EUA pressionam Brasil e miram programa de etanol para aviação

Donald Trump – Official White House Photo by Daniel Torok

A Agência de Representação Comercial dos Estados Unidos (USTR) realizará, na próxima quarta-feira, audiência pública em Washington para avaliar se atos, políticas e práticas do Brasil são considerados injustificados ou discriminatórios em relação ao comércio americano. A informação foi publicada pelo jornal Valor Econômico, em reportagem assinada pelo correspondente Assis Moreira. O processo tramita sob a chamada Seção 301, instrumento legal que permite a imposição de sanções comerciais contra parceiros e cuja conclusão pode levar de seis meses a um ano, coincidindo com o calendário eleitoral brasileiro.

A percepção em Brasília é de que a crise com os Estados Unidos deve se prolongar até o ano que vem e pode ganhar intensidade. Parte do setor privado norte-americano está aproveitando a investigação para reforçar pressões sobre o Brasil. Entre os exemplos, o Instituto Americano do Ferro e do Aço (AISI) pede ao governo de Donald Trump que intervenha no acordo de venda dos ativos de níquel da Anglo American no Brasil para a mineradora chinesa MMG, sob o argumento de que Pequim passaria a controlar ainda mais reservas de minerais estratégicos.

O alvo americano: o ProBioQAV

No entanto, o foco mais direto recai sobre o setor agrícola e energético. A Associação Nacional de Produtores de Milho (NCGA) defende que os Estados Unidos não apenas exijam do Brasil compensações por supostos prejuízos na exportação de etanol, mas também ataquem o Programa Nacional de Combustível Sustentável de Aviação (ProBioQAV), lançado em 2024 para estimular o uso do SAF (combustível sustentável de aviação) no país.
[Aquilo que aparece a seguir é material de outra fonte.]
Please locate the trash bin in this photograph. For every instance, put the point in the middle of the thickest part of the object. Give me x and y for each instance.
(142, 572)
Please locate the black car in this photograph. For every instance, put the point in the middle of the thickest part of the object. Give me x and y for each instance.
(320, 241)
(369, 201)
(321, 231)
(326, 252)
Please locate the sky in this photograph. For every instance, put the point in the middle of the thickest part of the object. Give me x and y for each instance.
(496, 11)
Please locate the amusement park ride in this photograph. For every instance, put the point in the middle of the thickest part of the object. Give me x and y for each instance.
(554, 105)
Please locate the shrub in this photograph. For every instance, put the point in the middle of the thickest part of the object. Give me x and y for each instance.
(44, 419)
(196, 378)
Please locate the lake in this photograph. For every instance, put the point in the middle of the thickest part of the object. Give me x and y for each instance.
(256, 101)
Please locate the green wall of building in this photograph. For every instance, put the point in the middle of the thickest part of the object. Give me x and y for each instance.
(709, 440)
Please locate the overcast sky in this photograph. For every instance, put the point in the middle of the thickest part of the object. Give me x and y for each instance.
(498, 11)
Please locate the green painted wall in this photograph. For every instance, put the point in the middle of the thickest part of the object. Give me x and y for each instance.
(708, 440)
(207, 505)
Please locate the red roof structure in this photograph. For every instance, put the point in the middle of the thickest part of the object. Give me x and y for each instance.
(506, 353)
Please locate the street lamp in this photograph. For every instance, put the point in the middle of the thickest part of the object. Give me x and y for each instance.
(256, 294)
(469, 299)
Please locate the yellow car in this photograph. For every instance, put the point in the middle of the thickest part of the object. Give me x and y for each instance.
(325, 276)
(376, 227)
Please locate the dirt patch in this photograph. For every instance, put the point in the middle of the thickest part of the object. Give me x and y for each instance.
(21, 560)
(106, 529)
Segundo a entidade, o Brasil representa uma “séria ameaça” à competitividade de longo prazo dos Estados Unidos no mercado emergente do SAF, considerado peça-chave para que o setor aéreo global atinja a meta de emissão zero até 2050. As companhias aéreas brasileiras estão obrigadas a aumentar em 1% ao ano o uso do combustível renovável, até alcançar 10% em 2036, o que coloca o país em posição de destaque internacional.

Trump e o peso político do etanol

O etanol tem grande importância política para Donald Trump e os republicanos. Logo no início de seu governo, quando anunciou tarifas de retaliação, o primeiro produto citado foi justamente o etanol brasileiro. A pressão de produtores americanos é constante: eles alegam que o Brasil expandiu rapidamente sua produção agrícola, beneficiando-se de vantagens consideradas “protecionistas” e do uso de áreas degradadas da Amazônia e do Cerrado.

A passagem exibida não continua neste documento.